¿Tienes una intimidad con Dios? Cuando entiendes el propósito de Dios en tu vida puedes comprender que no estás solo y que Él te acompaña a donde quiera que vayas. Conocer a Dios es lo mejor que te puede pasar porque es ahí en el que lograrás ver que él está contigo. Así que si quieres encontrar la respuesta a esta interrogante sigue leyendo este artículo.

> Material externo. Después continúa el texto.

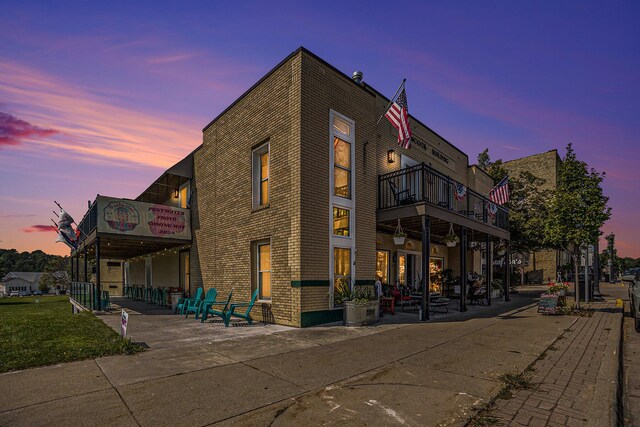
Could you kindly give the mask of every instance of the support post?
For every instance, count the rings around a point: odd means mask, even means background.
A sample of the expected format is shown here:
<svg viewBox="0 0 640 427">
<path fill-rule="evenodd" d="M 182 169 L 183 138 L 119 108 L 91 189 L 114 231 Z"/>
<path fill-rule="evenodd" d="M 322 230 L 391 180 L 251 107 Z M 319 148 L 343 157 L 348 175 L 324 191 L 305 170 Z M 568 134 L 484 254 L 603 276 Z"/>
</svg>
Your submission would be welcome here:
<svg viewBox="0 0 640 427">
<path fill-rule="evenodd" d="M 584 258 L 584 302 L 589 303 L 590 298 L 590 283 L 589 283 L 589 245 L 587 245 L 585 249 L 585 258 Z"/>
<path fill-rule="evenodd" d="M 507 240 L 507 250 L 504 253 L 504 301 L 511 301 L 511 253 L 509 252 L 509 241 Z"/>
<path fill-rule="evenodd" d="M 100 237 L 96 237 L 96 305 L 102 310 L 102 292 L 100 292 Z M 94 307 L 94 309 L 96 309 Z"/>
<path fill-rule="evenodd" d="M 491 291 L 493 287 L 491 282 L 493 281 L 493 248 L 491 244 L 491 236 L 487 234 L 485 239 L 485 261 L 487 262 L 487 305 L 491 305 Z"/>
<path fill-rule="evenodd" d="M 89 281 L 89 272 L 88 270 L 88 266 L 87 266 L 87 246 L 85 245 L 84 247 L 84 281 L 85 283 Z"/>
<path fill-rule="evenodd" d="M 429 258 L 431 256 L 431 218 L 422 215 L 422 316 L 420 320 L 429 320 Z"/>
<path fill-rule="evenodd" d="M 604 298 L 600 293 L 600 242 L 598 240 L 593 247 L 593 257 L 593 299 L 601 301 Z"/>
<path fill-rule="evenodd" d="M 467 311 L 467 227 L 460 228 L 460 312 L 463 311 Z"/>
</svg>

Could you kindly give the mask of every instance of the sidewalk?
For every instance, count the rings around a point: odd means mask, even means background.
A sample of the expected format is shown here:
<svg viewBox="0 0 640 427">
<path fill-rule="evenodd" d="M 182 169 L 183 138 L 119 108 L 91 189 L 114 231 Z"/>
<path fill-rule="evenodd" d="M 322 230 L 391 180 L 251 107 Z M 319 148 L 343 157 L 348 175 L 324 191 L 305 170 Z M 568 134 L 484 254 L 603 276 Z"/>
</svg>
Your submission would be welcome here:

1. Pon tu confianza en Jehová
Poner la confianza en Dios te
ayudará a entender el proceso o dificultad que puedas estar atravesando. El
salmista David, destaca en el Salmo 40:5
“Has aumentado, oh Jehová Dios mío, tus maravillas; Y tus pensamientos
para con nosotros, no es posible contarlos ante ti. Si yo anunciaré y hablaré
de ellos, no pueden ser enumerados”.
Este Salmo nos recuerda el gran
amor de Dios y sus maravillas cada día, pon tu confianza en Jehová a pesar que
no entiendas el proceso que atraviesas.
2. Ora en todo tiempo
Jesús nos enseña acerca de la
importancia de orar y mantener la comunión con Dios. Es necesario que la orar
sea un hábito en nuestras vidas, al orar constantemente estaremos fortaleciendo
nuestra comunión con Dios, además crecerá nuestra vida espiritual. En 1era de Tesalonicenses señala: “Orad sin cesar”, esto
no quiere decir que vas a pasar las 24 horas del día orando, pero si es posible
asumir una actitud de oración.
3. Lee la Palabra de Dios
Cuando decides seguir a Cristo es
necesario que te alimentes de las Palabra de Dios y conozcas más de su amor y
misericordia. Además, podrás entender el propósito de Dios en tu vida a través
de su Palabra.
4. Da testimonio que Cristo vive en tu vida
La biblia enseña que somos carta
leída al mundo, lo que indica que testificar acerca del amor de Dios es
indispensable, además de enseñar a los demás de su gran amor y poder en
nuestras vidas, lo indica el apóstol Pablo en la segunda carta a los Corintios
3:2 “Nuestras cartas sois vosotros, escritas en nuestros corazones, conocidas y
leídas por todos los hombres”
Como puedes ver, tener una intimidad con Dios es muy sencillo, lo único que debes hacer es rendirte a sus pies y reconocer que Él es el único y verdadero Dios que puede transformar tu vida. ¡Dios te bendiga!